Purely from a probability standpoint, there is a lot of variance in a sample of even 100 plate appearances—the most anyone will get this spring season. For instance, while a player who generally walks about 15% of the time is expected to walk 15 times in 100 plate appearances, the likelihood that he actually walks exactly 15 times is pretty slim. His 95% prediction interval—a range he will fall into with about 95% probability—is more like anywhere from 8 to 22 walks in 100 trips to the plate, or 8% to 22%. That’s a large spread! What this means is that we can’t be too sure how reliable spring training numbers really are. The difference between batting .270 and .300 is huge over the course of a career, but in spring training, that’s about 3 hits. Three broken-bat bloopers, and you can fool a naïve fan base into thinking you’re a .300 hitter.

I took at a look at some spring training stats over the last three seasons to see if they were at all predictive of regular season performance. I took only the players who racked up enough spring at bats to be in the top 20 each of the last three spring seasons. In other words, these are the guys with the largest spring sample sizes. First, I looked at the basic linear correlation between spring stats and season stats for batting average, OBP, slugging, K-rate and walk rate. The only correlations that were even significant came in strikeout rates and slugging percentage, and they weren’t all that strong (r = .33 and .48, respectively). Some research suggests that walks should be more predictive than slugging, in small sample sizes, so this may just mean that hitters aren’t too worried about exercising their patience during the spring. But regardless of the reason, there’s still a poor correlation between spring ball stats and regular season stats.

For every Miguel Cabrera (who slashed .356/.397/.603 and followed it up during the season with an equally productive .328/.420/.622) there were two Chone Figgins (Figginses?) who teased us with a .373/.448/.490 line… just last spring. I don’t need to remind us what he did during the season. Spring training is experimenting time. Managers experiment, hitters experiment, pitchers experiment. But the real driving force behind the lack of any helpful, predictive spring stats is small sample size.

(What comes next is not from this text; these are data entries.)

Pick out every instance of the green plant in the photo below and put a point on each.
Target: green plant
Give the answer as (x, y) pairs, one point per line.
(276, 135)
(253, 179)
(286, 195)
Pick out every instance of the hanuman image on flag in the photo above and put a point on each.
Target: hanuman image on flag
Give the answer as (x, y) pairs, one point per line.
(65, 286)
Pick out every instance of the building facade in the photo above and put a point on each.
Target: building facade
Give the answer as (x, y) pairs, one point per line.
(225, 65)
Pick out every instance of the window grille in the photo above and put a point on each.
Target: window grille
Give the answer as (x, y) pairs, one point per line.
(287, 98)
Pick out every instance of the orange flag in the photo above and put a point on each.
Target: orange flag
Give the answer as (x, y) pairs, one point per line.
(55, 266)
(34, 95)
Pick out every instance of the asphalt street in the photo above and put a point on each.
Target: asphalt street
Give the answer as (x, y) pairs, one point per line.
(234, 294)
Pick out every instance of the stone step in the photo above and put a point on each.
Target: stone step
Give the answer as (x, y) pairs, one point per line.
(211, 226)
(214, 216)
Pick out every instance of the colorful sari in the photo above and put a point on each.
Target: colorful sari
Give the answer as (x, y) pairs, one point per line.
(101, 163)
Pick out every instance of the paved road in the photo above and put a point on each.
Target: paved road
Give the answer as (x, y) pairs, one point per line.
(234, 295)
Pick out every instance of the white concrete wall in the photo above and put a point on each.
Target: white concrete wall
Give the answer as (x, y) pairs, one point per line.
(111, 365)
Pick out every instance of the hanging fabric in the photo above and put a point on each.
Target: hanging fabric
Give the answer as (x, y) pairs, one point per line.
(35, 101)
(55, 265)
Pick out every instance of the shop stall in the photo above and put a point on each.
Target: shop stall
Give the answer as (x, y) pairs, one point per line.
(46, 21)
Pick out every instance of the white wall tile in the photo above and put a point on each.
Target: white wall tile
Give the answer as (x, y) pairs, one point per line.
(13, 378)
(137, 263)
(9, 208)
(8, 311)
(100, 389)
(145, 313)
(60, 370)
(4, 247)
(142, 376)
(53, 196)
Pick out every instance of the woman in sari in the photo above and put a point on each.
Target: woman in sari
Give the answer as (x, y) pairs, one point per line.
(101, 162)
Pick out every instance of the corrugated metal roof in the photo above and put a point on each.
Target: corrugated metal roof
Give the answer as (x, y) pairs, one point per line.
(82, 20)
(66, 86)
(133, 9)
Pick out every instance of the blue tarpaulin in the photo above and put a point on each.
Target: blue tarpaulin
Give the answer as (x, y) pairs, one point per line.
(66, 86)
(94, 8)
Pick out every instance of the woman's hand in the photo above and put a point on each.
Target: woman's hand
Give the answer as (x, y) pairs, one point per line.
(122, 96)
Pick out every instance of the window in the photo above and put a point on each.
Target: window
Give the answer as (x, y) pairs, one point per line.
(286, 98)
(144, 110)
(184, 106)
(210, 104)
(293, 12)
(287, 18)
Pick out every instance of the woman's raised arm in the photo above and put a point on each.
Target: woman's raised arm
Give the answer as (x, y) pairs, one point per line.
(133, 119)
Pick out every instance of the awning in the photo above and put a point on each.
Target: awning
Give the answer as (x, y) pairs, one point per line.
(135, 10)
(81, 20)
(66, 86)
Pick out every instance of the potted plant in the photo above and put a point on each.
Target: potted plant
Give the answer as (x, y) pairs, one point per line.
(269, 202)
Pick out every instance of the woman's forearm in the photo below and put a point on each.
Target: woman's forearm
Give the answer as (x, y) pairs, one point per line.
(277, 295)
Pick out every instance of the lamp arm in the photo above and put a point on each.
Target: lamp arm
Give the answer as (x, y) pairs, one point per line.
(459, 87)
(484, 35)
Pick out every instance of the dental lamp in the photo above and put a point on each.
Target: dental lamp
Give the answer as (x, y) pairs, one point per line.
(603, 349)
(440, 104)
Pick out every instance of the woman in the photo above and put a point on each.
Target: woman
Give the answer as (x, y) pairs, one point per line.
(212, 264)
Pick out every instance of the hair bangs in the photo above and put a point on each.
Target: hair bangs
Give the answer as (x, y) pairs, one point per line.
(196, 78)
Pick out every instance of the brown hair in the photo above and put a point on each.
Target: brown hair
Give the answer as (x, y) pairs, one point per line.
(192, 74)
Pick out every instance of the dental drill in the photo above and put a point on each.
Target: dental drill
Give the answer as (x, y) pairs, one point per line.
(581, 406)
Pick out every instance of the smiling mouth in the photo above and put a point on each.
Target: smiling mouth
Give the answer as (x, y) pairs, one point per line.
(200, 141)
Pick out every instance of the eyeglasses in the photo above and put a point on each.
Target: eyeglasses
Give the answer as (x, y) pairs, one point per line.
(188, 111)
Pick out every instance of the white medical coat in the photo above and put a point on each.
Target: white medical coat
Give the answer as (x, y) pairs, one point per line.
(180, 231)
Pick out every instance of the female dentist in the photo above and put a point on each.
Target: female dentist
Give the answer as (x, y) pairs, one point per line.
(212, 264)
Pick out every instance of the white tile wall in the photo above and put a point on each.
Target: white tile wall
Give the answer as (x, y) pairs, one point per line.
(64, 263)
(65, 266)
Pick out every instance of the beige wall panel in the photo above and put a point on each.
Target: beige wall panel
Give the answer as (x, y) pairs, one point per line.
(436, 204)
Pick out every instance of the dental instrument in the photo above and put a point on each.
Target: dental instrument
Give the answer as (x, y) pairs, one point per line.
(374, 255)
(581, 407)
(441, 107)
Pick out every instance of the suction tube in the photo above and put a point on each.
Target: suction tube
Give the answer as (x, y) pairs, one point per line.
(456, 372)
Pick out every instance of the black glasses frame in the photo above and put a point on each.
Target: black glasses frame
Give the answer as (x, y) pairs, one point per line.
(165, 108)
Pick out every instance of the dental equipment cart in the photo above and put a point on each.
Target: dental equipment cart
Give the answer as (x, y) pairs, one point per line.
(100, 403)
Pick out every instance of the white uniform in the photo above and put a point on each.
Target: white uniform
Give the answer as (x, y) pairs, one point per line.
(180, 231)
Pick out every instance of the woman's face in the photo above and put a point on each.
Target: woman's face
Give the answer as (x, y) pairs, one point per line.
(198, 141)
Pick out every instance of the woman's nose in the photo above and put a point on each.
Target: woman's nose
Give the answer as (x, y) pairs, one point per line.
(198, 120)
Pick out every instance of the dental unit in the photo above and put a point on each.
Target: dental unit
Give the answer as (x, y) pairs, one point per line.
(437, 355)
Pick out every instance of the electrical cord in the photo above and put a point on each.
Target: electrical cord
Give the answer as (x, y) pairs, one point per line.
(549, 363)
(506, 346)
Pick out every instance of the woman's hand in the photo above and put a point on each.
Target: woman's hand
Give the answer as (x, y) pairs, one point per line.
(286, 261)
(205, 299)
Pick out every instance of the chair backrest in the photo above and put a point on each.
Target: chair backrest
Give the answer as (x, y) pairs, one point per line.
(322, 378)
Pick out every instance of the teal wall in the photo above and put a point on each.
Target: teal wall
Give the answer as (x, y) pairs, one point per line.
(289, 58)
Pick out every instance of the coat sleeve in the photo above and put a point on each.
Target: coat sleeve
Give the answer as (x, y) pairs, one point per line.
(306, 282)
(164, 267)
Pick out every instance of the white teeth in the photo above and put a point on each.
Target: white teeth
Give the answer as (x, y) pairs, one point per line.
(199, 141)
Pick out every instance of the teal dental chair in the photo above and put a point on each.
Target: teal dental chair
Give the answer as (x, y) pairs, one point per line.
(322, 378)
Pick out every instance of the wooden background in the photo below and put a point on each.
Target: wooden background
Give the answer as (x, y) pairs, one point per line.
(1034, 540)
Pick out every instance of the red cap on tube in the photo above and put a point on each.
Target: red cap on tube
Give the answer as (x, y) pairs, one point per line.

I cut the sample down–at the risk of some sampling bias–to just players who stepped up to the plate at least 500 times the following season. These are the guys that were likely slated to start from day one, and didn’t fall off a cliff during the season. Again, the only significant correlations came in the strikeout and slugging categories, and they weren’t strong enough for any useful predictions. Fun graph included, as promised.

So as fans, we should take spring ball for what it is. A chance for players to gear back up for the season, and a chance for us to watch them do it without having to worry about falling below .500. But there is not a lot to be taken from the readily available stats. Someone is going to unexpectedly scorch the ball this spring for the Ms. It might even be Chone Figgins. We should only care because it’s fun to watch who’s made us suffer play well, not because it foretells of any career revivals.